Why I’m seeing red over dangerous driving at traffic lights - Susan Morrison
Hand signals, now. Not sure they even get taught today. My family used them because the flip-out indicators on our old Morris Minor only worked when it was sunny. On a Tuesday. In June.
So, things change, and so my question to those with theoretical knowledge is, have red traffic lights become not so much a command to “Stop”, as a suggestion along the lines of “Hey. It's a red light. But do ya feel lucky? Looks clear? Then give it a go.”?
Between my house and Leith Victoria pool and gym there’s a tricky junction.

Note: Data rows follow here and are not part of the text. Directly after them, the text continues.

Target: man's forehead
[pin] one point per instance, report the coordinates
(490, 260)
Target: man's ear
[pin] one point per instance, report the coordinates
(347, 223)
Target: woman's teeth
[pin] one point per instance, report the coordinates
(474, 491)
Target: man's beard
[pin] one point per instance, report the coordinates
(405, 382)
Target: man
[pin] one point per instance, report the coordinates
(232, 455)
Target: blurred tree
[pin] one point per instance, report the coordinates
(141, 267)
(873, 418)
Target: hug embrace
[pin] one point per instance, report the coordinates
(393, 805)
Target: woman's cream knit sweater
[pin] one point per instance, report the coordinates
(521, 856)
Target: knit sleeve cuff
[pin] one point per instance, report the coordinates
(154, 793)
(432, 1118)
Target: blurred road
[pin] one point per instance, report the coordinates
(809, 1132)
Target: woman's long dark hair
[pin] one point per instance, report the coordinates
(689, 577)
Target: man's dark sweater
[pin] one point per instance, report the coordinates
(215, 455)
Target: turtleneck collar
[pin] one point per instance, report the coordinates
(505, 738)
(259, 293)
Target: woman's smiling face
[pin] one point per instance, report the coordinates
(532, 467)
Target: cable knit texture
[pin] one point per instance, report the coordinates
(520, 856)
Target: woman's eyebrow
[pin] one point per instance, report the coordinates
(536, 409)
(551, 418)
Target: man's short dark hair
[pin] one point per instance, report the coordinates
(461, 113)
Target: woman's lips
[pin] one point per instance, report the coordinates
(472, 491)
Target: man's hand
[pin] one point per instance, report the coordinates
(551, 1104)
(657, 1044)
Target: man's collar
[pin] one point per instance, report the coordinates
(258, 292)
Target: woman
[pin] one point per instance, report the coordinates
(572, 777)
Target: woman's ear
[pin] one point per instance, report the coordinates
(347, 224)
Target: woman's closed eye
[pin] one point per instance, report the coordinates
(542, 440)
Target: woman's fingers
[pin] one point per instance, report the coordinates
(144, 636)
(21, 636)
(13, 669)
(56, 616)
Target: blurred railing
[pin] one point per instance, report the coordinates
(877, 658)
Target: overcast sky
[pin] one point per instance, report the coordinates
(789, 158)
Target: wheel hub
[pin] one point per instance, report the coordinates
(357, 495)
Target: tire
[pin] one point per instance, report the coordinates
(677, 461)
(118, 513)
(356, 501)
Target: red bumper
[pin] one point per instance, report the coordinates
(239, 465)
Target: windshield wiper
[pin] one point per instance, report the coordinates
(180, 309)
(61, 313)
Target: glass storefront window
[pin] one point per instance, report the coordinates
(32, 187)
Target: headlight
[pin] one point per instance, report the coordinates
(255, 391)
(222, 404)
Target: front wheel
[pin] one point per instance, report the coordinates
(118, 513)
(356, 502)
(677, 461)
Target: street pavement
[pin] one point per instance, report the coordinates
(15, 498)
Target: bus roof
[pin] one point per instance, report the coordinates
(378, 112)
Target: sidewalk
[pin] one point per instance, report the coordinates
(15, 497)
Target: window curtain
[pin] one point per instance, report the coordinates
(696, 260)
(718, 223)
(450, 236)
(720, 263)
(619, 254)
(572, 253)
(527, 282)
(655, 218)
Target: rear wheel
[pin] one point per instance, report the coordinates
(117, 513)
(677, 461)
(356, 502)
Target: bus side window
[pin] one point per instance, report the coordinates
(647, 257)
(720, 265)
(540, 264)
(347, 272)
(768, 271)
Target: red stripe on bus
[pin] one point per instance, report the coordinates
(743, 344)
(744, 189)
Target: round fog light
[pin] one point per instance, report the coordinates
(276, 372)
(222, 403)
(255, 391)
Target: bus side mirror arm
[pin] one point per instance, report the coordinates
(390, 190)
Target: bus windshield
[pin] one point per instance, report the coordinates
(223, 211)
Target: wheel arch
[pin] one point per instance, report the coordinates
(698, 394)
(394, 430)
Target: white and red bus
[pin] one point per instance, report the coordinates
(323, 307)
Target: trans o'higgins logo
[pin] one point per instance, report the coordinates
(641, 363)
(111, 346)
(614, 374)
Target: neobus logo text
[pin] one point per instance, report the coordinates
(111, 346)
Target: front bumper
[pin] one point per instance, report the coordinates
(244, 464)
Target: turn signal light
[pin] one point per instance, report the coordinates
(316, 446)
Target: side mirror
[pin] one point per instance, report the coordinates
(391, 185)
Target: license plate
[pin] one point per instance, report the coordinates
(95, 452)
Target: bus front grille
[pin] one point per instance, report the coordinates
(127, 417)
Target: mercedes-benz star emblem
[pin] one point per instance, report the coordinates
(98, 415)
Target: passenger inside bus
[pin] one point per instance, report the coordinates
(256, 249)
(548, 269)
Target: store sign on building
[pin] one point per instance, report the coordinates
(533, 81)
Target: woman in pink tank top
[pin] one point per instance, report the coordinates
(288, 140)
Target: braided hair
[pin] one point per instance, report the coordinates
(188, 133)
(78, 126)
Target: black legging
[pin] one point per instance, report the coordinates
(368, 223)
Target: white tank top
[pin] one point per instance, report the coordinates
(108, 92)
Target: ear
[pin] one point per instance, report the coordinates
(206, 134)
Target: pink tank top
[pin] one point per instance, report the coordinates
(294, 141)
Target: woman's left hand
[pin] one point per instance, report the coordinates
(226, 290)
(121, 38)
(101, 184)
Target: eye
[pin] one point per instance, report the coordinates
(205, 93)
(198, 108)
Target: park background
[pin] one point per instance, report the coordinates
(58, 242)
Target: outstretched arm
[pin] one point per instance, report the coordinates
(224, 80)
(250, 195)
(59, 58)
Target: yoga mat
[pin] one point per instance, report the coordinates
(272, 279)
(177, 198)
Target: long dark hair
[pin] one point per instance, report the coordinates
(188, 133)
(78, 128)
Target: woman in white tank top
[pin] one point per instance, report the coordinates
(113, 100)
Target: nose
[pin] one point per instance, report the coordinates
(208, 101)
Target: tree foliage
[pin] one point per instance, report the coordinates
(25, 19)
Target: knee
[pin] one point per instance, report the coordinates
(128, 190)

It's at the top of Bonnington Road.
It’s one of those corners where the traffic has to stop far back from the actual corner to allow the buses to turn.
Right hand turners from Great Junction Street can’t always see what's around the corner, and all it takes is a parked delivery van or a queue holding up the Number 10 to create a minor jam, or a near miss bumper bash if you go around too quickly.
Pedestrians tend to cross farther down the street, although for Leith they are weirdly law-abiding and wait for the official green light. This means that cars coming around that particular corner sometimes can’t see them.
Monday morning, which you’ll recall was a freezer of a day, but I stood shivering until that green man flashed me. I checked, stepped off the pavement, then jumped back on. A van and three cars shot through that red light, corner cutting and moving at a fair old lick.
It's not just that junction. Red lights seem to be negotiable city-wide.
Back in the 70’s there was a campaign to stop people driving through the amber light, never mind the red. They called it ‘Amber Gambling’ . There was even a film about it. Might be time to start a ‘Don't Bet on Red’ campaign just to remind people that stop means stop.